Very nice piece.
Comes with a big "But"...
OK, what the hell? If you're going to use over 9000 mostly-empty channels, don't use XM - this would work a lot better with IT (heck, even S3M if you could use that many PCM channels).
Heck, even simply resaving it as .it drops it to 4535.
EDIT: Without any hand-done pattern optimisations, munch.py brings this figure down to 2697.
If you track like this all the time, you really should consider learning how to use SchismTracker or something like that, if only for the size-limited compos. If you don't, you might want to prod Strobe on how to keep your .xm entries compact (hint: in XM, EVERY CELL TAKES AT LEAST A BYTE, in IT, only the non-empty cells take space)

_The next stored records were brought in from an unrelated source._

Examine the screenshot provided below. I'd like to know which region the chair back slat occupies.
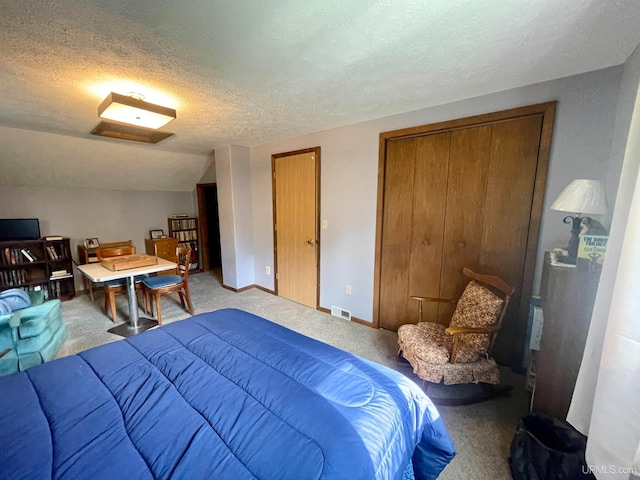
[462,267,516,355]
[96,246,136,260]
[176,247,191,282]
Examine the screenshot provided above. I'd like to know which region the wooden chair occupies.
[96,246,146,323]
[398,268,514,394]
[78,240,133,303]
[142,247,193,325]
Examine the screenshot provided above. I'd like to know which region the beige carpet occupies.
[58,273,528,480]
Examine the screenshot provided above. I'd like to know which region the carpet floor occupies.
[57,272,528,480]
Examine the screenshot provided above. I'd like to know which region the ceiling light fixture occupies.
[98,92,176,128]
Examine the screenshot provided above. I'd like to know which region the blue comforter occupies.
[0,309,455,480]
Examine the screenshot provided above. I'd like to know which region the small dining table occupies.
[77,255,178,337]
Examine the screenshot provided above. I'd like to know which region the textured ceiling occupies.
[0,0,640,154]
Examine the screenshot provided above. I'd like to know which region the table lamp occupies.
[551,179,607,263]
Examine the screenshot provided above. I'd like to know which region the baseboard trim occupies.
[254,285,276,295]
[222,283,276,295]
[316,307,375,328]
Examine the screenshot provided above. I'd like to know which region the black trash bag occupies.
[509,413,595,480]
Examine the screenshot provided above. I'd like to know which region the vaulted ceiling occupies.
[0,0,640,189]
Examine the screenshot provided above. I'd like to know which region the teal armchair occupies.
[0,300,67,375]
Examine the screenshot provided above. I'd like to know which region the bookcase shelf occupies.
[0,238,75,300]
[168,217,202,273]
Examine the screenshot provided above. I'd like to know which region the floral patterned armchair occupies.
[398,268,514,385]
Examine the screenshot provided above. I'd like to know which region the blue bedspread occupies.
[0,309,455,480]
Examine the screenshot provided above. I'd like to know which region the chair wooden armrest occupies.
[444,325,500,363]
[409,295,458,303]
[444,325,500,335]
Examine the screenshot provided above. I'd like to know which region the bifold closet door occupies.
[379,116,542,356]
[379,133,451,330]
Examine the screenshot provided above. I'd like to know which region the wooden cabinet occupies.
[374,105,553,368]
[532,253,600,420]
[144,237,178,275]
[0,238,75,300]
[168,217,201,273]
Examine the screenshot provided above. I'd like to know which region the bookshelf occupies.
[0,238,75,301]
[168,217,202,273]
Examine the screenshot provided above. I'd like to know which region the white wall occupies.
[215,145,255,288]
[0,126,212,192]
[0,186,194,289]
[251,67,622,321]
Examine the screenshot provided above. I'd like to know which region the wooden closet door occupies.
[478,115,542,364]
[379,133,450,330]
[438,116,542,363]
[438,125,492,325]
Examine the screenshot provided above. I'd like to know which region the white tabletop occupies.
[78,257,178,282]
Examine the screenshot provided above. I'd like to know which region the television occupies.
[0,218,40,242]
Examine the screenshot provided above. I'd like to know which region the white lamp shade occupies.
[551,179,607,215]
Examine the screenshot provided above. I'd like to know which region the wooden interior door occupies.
[272,148,320,308]
[374,103,555,366]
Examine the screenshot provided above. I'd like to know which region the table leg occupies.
[108,277,158,337]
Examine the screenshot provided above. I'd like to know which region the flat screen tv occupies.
[0,218,40,242]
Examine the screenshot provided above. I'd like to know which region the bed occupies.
[0,309,455,480]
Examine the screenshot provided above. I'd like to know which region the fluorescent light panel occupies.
[98,92,176,129]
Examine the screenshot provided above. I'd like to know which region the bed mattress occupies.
[0,309,455,480]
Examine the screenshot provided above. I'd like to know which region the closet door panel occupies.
[407,133,451,323]
[438,125,492,325]
[380,138,417,330]
[479,116,542,362]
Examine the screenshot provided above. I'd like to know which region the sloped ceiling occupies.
[0,0,640,189]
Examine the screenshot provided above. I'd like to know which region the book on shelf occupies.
[49,273,73,280]
[47,245,60,260]
[20,248,36,263]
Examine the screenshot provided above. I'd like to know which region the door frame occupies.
[372,101,557,332]
[196,183,217,272]
[271,146,321,308]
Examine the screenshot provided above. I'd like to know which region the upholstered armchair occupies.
[398,268,514,385]
[0,288,67,375]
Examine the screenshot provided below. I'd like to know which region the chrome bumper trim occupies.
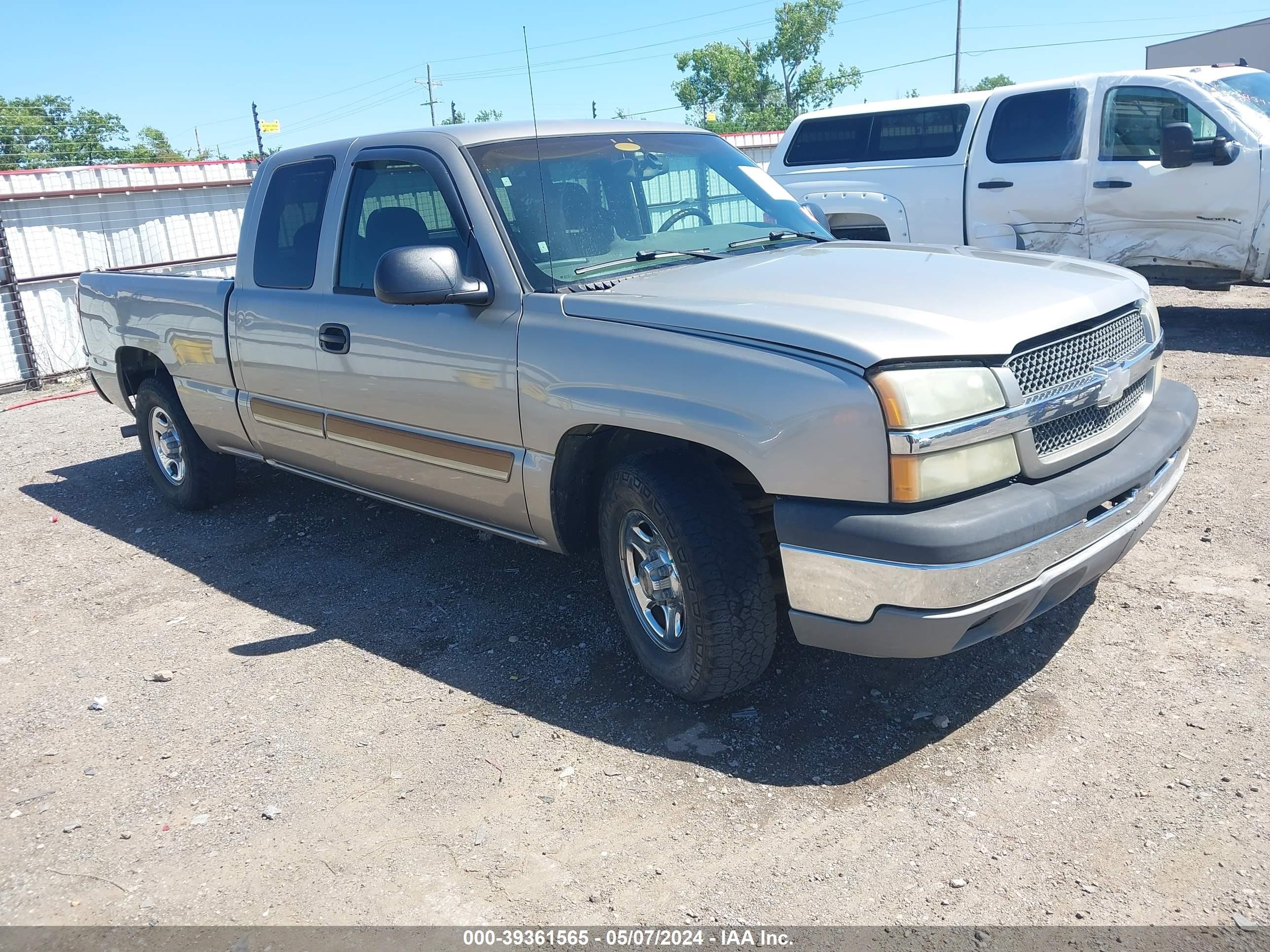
[781,449,1188,622]
[888,334,1164,456]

Here's a trick that works in both .it AND .xm: You could actually pack this down into a single pattern (though for .it you might need two patterns as IT itself can't handle more than 200 rows). Every pattern has a header that takes 8 bytes in .it and 9(!) bytes in .xm (just note that in .it, each pattern also has a 4-byte pointer to it, making it 12 bytes, though you'll want to make sure there are no gaps).
This works more effectively in .it when each cell can refer to values in previous cells in that channel, and if you have the same "mask" then there's another byte or two saved.